Coraggio sarebbe riconoscere che il centro-destra è vissuto di interni ricatti anziché di una leadership forte, e consolidare almeno in fine legislatura tale leadership. Coraggio sarebbe governare come se non vi fosse una formidabile pressione della Conferenza episcopale, interessata a saltare il referendum sulla procreazione pur di resuscitare un fronte cattolico unito. Coraggio sarebbe infine dire su cosa si è ancora d’accordo, e su cosa precisamente si rompe. Tutto questo è assente nel gran rifiuto di Follini: che rompe non rompendo, che si dice pronto a firmare ennesimi assegni in bianco in cambio di non si sa bene cosa, che vuole un Berlusconi bis ma immobilizzato da inalterate alleanze elettorali, che sibillino respinge così il documento proposto dagli alleati: «Quale documento? Mi pare non sia né il problema né la soluzione». Al gran rifiuto vien dato il nome di discontinuità, abbiamo visto. Ma è una discontinuità puramente gestuale, è forma senza più sostanza. In tempi non antichi si chiamava: doroteismo.
Ma soprattutto: è una discontinuità senza rapporto con la società italiana, e col modo in cui essa si è espressa non solo in aprile, ma ripetutamente da quando esiste il maggioritario. Le ultime regionali hanno visto trionfare la volontà del popolo e dunque la democrazia, prima ancora che il centro-sinistra.

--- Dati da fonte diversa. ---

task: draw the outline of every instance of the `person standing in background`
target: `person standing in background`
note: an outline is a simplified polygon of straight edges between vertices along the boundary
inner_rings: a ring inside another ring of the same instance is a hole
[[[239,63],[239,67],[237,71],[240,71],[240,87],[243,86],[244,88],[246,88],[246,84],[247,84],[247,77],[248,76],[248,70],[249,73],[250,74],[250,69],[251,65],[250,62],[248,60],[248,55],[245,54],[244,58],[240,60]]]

Dopo anni di governo mal gestito, non sono i cosiddetti corpi intermedi ad aver funzionato (magistratura, televisione, stampa, intellettuali, commissioni di controllo) ma gli elettori desiderosi d’alternanza. Non erano rimasti che loro, come Indro Montanelli aveva previsto molto bene quando aveva detto di Berlusconi, poco prima del voto nel 2001: «Lasciamolo governare, così gli italiani sperimenteranno sulla loro pelle chi è Berlusconi e ne usciranno vaccinati per sempre». E il popolo è stato chiaro, nel dire quel che vuole: ha approvato una coalizione che richiamando Prodi al comando ha smesso le abitudini da prima repubblica, le congiure partitocratiche, gli arcani poteri di veto esercitati alle spalle dell’elettorato. Non si vede perché dovrebbe accettare una riedizione di queste condotte a destra, proprio ora che ha imposto una svolta ulivista al centro-sinistra.
Le parole non sono mere movenze mandibolari. Hanno un loro peso, risvegliano immagini, s’insediano nella memoria. Ritirare i ministri da un governo, e promettere lealtà al capo dello stesso governo sperando magari che la coalizione resti unita nelle prossime politiche, è qualcosa che gli italiani hanno già visto nella propria storia. E non solo l’hanno visto ma l’hanno patito, pagandolo con decenni di democrazia senza alternanza. Chi rompe senza dire i perché della rottura e senza spiegare cosa farà dopo la rottura fa parte d’un mondo che gli italiani non rivogliono più, reputandolo vecchio. Dare a questa sindrome di supermercato il nome furbo di discontinuità è una beffa che difficilmente digeriranno, anche se procurerà delizie mai spente a giornali e tivvù.